Visitors to the Deutsches Museum in Munich can view an exhibition on outer space.

Randall’s dream: to switch perspectives for once and look to Earth from space. And this wish could be granted. The scientist is a finalist in the “Die Astronautin” initiative, which aims to send the first female German astronaut into space.

Not only would a flight into outer space make her personal dream come true, but it would also open up a variety of research opportunities. The trainee astronaut is inspired by the notion of using her own body for experiments. She wants to explore the effects of weightlessness on the human body. The aim of this research: to enable longer space missions and, one day, a flight to Mars.

An eerie concept

Dr. Suzanna Randall is not taking outer space and the journey there for granted. When it comes to the flight into space, the astrophysicist respects the launch and landing most of all. And even she cannot comprehend certain aspects of outer space: “The whole concept of the universe is eerie. I still remember lying awake at night as a child and thinking: ‘How can it be possible that the universe was created from nothing?
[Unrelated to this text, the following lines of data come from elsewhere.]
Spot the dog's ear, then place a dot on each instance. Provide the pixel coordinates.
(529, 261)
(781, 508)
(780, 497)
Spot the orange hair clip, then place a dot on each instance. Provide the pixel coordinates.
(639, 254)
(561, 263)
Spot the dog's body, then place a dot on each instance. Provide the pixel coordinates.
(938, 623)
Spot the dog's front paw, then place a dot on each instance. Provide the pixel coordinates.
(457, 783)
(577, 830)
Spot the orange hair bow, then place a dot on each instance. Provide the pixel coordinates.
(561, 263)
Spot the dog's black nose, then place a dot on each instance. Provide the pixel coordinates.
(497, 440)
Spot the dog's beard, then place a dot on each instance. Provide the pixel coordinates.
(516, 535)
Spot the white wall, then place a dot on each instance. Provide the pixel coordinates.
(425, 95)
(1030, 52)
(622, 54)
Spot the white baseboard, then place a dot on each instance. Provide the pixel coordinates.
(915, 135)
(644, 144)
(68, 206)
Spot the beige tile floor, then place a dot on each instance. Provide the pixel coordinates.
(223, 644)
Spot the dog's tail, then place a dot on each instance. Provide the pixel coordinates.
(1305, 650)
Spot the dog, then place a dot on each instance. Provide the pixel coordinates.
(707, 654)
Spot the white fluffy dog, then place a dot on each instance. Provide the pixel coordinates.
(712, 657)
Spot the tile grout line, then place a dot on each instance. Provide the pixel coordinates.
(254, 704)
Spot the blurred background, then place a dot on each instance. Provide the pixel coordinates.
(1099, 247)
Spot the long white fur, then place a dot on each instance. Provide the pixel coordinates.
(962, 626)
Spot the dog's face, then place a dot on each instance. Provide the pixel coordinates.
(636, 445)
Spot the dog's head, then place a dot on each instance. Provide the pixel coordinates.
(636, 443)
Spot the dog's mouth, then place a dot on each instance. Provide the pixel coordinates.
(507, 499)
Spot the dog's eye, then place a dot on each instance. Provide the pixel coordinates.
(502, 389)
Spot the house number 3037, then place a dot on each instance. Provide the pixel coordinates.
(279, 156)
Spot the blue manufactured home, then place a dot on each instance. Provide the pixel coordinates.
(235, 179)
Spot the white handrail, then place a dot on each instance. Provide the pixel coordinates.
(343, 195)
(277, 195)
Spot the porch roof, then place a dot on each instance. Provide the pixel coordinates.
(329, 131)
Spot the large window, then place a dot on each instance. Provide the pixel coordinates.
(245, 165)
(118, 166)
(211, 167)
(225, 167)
How is it possible that our Earth and everything I know will cease to exist in a few billion years?’ It simply doesn’t make sense to the human brain.”
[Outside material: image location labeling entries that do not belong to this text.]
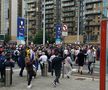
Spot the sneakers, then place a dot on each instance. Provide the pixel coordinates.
(29, 86)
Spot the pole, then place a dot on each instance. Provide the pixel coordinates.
(78, 22)
(44, 24)
(27, 23)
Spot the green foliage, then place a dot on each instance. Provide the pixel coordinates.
(39, 37)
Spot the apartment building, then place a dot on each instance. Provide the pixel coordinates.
(69, 16)
(8, 18)
(93, 16)
(33, 13)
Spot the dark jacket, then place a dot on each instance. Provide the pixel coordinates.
(21, 59)
(9, 63)
(57, 63)
(80, 59)
(2, 59)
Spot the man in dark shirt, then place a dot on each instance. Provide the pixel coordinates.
(57, 65)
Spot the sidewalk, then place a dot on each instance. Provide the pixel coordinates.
(45, 83)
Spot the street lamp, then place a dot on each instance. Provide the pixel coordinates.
(78, 22)
(44, 23)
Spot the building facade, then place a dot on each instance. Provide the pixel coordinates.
(33, 13)
(93, 16)
(8, 18)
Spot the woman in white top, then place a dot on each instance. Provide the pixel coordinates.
(68, 66)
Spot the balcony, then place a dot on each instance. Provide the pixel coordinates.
(49, 7)
(31, 1)
(49, 2)
(89, 19)
(92, 24)
(89, 7)
(31, 10)
(68, 4)
(93, 1)
(95, 12)
(68, 10)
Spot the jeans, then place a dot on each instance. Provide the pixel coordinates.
(29, 78)
(21, 71)
(57, 74)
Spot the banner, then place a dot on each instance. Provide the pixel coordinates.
(20, 28)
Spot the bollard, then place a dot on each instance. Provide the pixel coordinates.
(8, 76)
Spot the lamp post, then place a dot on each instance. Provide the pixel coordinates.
(26, 21)
(44, 23)
(78, 22)
(27, 28)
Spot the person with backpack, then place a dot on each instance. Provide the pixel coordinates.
(30, 71)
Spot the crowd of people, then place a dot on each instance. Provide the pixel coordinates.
(51, 58)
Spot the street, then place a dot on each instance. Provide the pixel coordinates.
(75, 82)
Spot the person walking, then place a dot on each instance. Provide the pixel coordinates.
(43, 64)
(56, 66)
(68, 66)
(21, 61)
(80, 58)
(90, 60)
(2, 60)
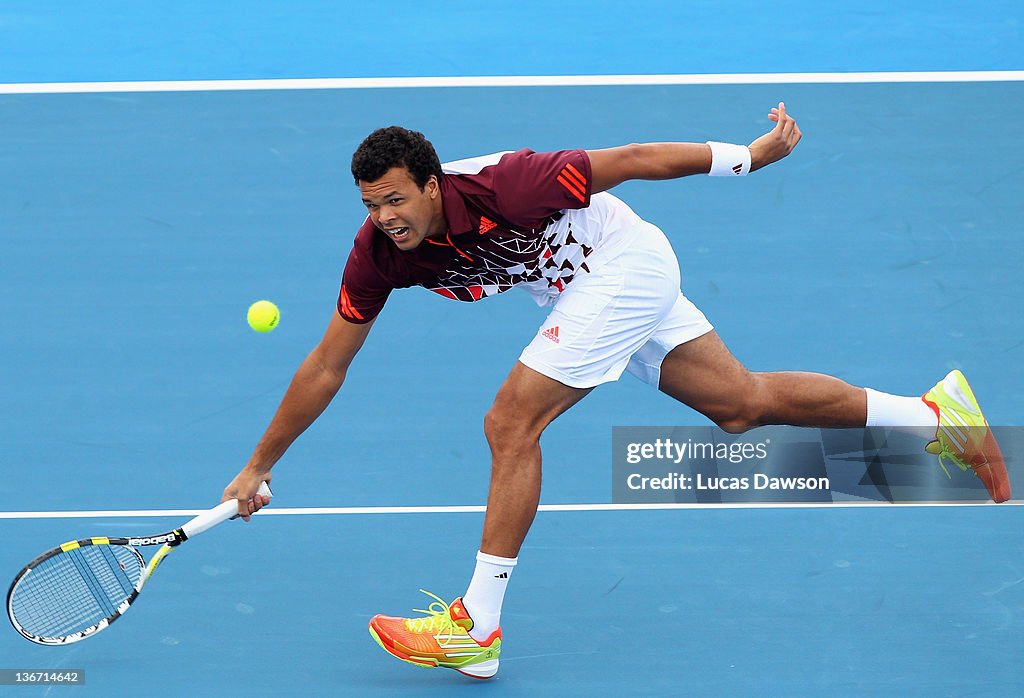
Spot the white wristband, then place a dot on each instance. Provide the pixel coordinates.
(728, 160)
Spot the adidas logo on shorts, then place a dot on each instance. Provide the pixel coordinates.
(551, 334)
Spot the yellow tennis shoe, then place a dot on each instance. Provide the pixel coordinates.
(964, 436)
(438, 639)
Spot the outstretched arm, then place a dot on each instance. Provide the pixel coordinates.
(316, 382)
(610, 167)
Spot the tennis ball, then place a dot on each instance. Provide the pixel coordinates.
(263, 316)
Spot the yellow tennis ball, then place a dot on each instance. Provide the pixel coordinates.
(263, 316)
And yet the researcher’s curiosity prevails. If she gets the opportunity to travel to outer space, she will be most excited about the change in perspective. As an astrophysicist, she looks from the Earth to the sky. A flight into space would enable her to look from the sky back to Earth – the famous overview effect.

Dr. Suzanna Randall

I think the awesome thing about looking from outer space back to Earth is the famous overview effect. You suddenly realize that the borders between countries are not really important. That the minor issues and quarrels we have on Earth are not really important.

Dr. Suzanna Randall

Researcher at the European Southern Observatory (ESO)

A flight into space gives astronauts the famous overview effect.

A flight into space gives astronauts the famous overview effect.